6 Dicembre 2010, di Redazione Wall Street Italia

Il rendimento dei titoli di stato tedeschi a lunga scadenza sta per superare l’equivalente americano: sarebbe la prima volta dal giugno 2009. E questo nonostante il fatto che il rendimento dei Treasury sia stato recentemente spinto all’insu’. Lo scrive Bloomberg secondo cui la differenza tra le due tipologie di titoli a 10 anni si e’ ristretta a 7 punti base (al 29 novembre) contro i 90 di aprile.

Il Bund tedesco reagisce cosi’ agli aiuti Ue da $85 miliardi offerti per salvare l’Irlanda dalla bancarotta, mentre il mercato resta convinto che la crisi si espandera’ ad altri paesi PIIGS, tant’e’ che il Tesoro tedesco ha messo sul mercato bond, ma a un costo maggiore.

E’ ragionevole pensare che un simile andamento stia a indicare una tenuta del paese peggiore di quanto si possa immaginare. Chi elabora scenari solo per opportunistici motivo di investimento (banche e hedge funds) sta facendo trapelare l’idea che la Germania di Angela Merkel, percepita conm un colosso solido e rassicurante, potrebbe persino fallire e trovarsi con le casse del Tesoro vuote, scenario che non e’ ravvisabile invece per gli Stati Uniti, che controllano la loro moneta. Non secondario il fatto che le banche tedesche hanno crediti ad alto rischio nei confronti di tutto il sistema bancario europeo e degli stati “periferici”, in misura molto piu’ alta rispetto ad ogni altro membro dell’eurozona.
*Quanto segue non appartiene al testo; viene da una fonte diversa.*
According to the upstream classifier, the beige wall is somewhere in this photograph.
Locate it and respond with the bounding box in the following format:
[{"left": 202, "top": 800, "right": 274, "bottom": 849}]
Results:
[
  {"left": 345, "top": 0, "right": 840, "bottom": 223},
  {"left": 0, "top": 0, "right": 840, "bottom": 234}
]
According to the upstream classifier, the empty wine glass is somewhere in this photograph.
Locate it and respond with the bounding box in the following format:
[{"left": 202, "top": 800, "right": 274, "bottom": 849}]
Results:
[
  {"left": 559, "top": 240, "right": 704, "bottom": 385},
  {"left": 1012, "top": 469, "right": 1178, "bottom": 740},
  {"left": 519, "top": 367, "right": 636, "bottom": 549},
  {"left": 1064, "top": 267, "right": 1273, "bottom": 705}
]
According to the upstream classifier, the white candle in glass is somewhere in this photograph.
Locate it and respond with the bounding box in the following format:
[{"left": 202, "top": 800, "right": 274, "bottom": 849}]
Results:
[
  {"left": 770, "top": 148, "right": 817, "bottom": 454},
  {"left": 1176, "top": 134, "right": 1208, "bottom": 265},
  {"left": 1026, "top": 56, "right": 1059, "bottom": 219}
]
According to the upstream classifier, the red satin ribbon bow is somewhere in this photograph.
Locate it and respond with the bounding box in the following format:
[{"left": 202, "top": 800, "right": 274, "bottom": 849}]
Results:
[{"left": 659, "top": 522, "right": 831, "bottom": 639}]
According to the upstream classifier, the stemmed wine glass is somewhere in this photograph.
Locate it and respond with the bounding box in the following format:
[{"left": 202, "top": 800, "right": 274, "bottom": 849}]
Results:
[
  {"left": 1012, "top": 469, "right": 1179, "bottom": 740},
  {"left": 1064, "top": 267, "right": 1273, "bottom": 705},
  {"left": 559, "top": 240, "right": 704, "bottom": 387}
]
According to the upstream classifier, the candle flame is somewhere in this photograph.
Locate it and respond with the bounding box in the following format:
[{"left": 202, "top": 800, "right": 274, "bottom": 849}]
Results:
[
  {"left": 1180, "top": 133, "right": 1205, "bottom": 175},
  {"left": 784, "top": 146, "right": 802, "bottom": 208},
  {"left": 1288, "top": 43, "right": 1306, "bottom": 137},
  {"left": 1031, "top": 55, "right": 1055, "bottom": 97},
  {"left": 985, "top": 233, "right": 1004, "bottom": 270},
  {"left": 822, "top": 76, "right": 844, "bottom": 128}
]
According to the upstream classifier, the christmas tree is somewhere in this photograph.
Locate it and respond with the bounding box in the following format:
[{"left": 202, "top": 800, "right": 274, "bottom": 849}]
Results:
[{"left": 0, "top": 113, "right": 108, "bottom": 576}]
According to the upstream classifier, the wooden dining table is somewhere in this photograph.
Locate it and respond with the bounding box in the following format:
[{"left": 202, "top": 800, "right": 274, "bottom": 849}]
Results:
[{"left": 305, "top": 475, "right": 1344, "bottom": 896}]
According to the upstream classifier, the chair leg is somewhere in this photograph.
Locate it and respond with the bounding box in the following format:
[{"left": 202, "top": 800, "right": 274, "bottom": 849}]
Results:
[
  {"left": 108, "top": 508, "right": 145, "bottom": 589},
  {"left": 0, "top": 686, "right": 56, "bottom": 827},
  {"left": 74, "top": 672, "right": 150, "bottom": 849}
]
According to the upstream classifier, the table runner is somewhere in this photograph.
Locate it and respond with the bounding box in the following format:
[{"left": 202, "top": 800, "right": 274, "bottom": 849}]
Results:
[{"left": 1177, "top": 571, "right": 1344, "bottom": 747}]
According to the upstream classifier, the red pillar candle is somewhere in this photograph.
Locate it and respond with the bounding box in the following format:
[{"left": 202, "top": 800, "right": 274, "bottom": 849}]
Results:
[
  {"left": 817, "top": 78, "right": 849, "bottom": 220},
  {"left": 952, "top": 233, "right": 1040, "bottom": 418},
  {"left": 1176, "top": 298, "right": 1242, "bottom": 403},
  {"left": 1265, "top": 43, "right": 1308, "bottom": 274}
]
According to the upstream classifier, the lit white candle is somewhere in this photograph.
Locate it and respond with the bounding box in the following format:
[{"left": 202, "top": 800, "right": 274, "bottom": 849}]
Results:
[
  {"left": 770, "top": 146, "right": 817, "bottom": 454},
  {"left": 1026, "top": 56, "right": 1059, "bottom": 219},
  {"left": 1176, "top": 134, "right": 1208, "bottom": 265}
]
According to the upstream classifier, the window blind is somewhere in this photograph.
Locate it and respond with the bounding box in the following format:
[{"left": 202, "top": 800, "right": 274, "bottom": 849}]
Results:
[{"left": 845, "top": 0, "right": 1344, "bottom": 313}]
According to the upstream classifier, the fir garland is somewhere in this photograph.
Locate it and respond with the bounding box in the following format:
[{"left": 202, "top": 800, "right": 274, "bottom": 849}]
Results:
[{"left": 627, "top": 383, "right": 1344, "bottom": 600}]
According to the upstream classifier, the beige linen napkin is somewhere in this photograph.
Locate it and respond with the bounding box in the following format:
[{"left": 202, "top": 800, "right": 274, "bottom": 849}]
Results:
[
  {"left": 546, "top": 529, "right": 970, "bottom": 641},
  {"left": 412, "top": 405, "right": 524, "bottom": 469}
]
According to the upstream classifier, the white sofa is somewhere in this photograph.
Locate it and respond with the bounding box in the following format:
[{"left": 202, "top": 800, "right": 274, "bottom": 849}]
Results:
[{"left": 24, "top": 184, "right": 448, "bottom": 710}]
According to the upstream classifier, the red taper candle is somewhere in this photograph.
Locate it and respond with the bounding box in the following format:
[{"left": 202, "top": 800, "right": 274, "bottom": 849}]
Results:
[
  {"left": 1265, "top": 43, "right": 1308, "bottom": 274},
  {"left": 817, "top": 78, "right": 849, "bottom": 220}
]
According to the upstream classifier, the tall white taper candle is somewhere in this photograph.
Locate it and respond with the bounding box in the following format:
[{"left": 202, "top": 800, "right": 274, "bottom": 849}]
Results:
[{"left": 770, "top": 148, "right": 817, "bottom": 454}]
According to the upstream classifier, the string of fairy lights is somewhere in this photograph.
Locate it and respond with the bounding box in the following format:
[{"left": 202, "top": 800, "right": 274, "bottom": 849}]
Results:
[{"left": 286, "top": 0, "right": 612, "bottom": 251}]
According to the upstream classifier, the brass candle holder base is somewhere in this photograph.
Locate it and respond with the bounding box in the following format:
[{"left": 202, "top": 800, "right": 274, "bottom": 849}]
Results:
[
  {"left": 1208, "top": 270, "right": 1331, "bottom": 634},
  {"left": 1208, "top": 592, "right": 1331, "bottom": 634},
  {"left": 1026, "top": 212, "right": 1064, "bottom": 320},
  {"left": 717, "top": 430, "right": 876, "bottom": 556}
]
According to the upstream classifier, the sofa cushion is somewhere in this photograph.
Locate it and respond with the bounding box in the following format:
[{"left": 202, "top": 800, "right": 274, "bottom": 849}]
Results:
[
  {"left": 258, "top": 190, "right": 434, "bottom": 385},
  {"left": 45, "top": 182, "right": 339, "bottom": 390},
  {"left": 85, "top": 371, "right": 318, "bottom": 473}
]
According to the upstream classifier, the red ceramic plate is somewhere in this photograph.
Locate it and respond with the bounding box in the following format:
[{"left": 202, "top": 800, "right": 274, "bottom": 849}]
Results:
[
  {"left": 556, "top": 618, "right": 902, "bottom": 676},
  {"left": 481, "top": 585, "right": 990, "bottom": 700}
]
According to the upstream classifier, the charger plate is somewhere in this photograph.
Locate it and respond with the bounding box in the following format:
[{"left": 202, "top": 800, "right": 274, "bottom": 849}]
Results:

Da qui le minacce della Merkel sulla ristrutturazione dei titoli di stato e la partecipazione di provati e banche ai default Ue dal 2013 in poi.

E questo nonostante l’economia di Berlino sia pesantemente improntata alle esportazioni e i conti del paese siano solidi, piu’ di quelli degli States. Le previsioni degli analisti parlano chiaro: il Pil tedesco dovrebbe raggiungere un’espansione del 3.5% quest’anno contro il +2.7% negli Usa. Inoltre il deficit e’ visto al 3.75% del Pil contro il 9% americano.

Il ritorno garantito dal Bund da fine giugno e’ stato negativo dello 0.5%, spiega Bloomberg citando Bank of America/Merrill Lynch, mentre quello dei Treasury e’ stato dello 0.95%. Insomma, sostengono i piu’ smaliziati, anche la Germania potrebbe essere messa sotto pressione e l’euro non ne beneficerebbe.